Over the past couple of years I’ve helped a number of financial institutions identify and eliminate or significantly reduce sources of latency and jitter in their systems. In the city there’s currently something akin to an arms race, as banks seek to gain a competitive edge by shaving microseconds off transaction times. It’s all about beating the competition to make the right trade at the right price. A saving of one millisecond can be worth millions in profit. And the regulatory bodies need to be able to keep up with this new low latency world too.
Code path length is only part of the picture (although an important one). However, processor architectures with challenging single thread performance (such as Sun’s T-series systems) are still able to offer competitive advantage in scenarios where quick access to CPU resource is a bigger factor. Your mileage will vary.
When it comes to jitter I’ve seen a fair amount of naivety.

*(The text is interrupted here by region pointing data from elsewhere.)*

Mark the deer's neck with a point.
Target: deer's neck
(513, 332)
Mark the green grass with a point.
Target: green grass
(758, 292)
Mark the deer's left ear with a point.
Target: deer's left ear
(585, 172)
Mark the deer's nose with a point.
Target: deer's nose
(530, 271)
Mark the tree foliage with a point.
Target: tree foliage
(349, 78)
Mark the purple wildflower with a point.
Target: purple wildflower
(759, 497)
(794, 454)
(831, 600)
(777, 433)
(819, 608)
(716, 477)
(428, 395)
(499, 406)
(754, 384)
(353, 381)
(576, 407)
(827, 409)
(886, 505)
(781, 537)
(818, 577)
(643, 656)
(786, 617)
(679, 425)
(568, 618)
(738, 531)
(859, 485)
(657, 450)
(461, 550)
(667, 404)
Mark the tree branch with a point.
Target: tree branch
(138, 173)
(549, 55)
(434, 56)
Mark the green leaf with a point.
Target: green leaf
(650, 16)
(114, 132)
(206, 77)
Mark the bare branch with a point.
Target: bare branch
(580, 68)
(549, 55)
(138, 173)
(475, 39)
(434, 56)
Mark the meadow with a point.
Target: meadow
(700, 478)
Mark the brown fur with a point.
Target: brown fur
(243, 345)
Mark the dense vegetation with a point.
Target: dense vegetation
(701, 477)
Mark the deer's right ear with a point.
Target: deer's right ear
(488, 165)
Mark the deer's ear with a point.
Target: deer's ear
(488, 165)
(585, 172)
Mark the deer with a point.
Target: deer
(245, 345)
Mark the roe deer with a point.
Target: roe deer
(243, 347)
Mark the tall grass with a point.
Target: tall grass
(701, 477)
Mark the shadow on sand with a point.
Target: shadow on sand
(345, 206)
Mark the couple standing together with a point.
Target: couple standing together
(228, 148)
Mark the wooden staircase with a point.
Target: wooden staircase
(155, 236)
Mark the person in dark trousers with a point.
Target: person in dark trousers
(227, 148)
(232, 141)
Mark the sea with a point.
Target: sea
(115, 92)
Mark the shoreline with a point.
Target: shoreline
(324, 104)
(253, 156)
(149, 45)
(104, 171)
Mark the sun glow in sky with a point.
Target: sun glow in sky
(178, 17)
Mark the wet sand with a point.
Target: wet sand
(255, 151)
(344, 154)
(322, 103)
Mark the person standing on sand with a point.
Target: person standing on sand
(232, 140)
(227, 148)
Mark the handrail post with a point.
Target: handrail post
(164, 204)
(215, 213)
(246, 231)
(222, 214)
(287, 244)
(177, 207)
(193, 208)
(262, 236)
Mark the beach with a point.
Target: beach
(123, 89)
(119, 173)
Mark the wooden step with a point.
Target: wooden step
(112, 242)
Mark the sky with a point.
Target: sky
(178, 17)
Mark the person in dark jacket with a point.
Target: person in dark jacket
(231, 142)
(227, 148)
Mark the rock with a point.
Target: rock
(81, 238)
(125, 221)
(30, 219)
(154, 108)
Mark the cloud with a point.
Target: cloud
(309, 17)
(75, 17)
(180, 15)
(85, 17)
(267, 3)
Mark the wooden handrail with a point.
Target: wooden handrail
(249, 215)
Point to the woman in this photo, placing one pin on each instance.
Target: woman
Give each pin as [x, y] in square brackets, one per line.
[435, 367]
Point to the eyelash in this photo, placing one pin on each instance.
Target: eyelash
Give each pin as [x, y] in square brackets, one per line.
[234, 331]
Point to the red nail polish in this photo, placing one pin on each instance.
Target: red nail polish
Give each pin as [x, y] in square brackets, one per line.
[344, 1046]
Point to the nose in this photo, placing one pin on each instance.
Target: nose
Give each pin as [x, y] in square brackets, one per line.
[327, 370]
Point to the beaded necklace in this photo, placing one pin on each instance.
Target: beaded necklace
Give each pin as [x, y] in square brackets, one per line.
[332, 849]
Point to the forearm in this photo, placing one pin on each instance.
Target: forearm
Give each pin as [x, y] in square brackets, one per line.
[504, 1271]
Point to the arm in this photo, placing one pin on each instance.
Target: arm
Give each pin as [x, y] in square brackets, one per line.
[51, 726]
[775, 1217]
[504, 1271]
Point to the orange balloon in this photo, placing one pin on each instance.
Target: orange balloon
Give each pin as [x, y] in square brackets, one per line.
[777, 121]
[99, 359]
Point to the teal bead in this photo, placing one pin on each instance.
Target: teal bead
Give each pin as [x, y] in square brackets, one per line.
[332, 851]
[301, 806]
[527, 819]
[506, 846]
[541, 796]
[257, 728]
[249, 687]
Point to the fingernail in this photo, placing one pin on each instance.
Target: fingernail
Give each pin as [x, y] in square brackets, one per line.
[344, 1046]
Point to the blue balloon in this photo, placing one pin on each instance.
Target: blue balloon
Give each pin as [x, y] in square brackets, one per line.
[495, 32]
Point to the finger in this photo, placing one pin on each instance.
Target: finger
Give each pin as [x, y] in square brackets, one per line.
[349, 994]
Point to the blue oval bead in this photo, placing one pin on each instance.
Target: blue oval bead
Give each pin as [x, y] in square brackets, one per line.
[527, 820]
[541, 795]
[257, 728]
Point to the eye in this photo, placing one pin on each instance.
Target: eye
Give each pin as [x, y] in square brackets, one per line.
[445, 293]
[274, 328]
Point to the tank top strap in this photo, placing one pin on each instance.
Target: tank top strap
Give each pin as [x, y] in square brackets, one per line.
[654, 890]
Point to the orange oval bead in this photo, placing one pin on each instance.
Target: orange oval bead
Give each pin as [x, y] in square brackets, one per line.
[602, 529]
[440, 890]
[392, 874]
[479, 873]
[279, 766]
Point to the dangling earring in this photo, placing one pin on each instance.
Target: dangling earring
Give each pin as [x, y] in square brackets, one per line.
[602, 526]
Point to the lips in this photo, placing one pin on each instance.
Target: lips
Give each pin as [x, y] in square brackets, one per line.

Just because I have 32 cores in a system doesn’t mean I won’t see issues such as preemption, interrupt pinning, thundering herds and thread migration. Thankfully, DTrace provides the kind of observability I need to identify and quantify such issues, and Solaris often has the features needed to ameliorate them, often without the need to change application code.
I generally find that there is a lot of “low hanging fruit”, and am often able to demonstrate a dramatic reduction in jitter and absolute latency in a short amount of time. You may have seen some pretty big claims for DTrace, but in my experience it is hard to over-hype what can be achieved. It’s not just about shaving milliseconds of transaction times, but about reducing the amount of hardware that needs to be thrown at the problem.
could you maybe show one detailed example (if there is one you are allowed to make public) of how you found the cause of latency and removed it?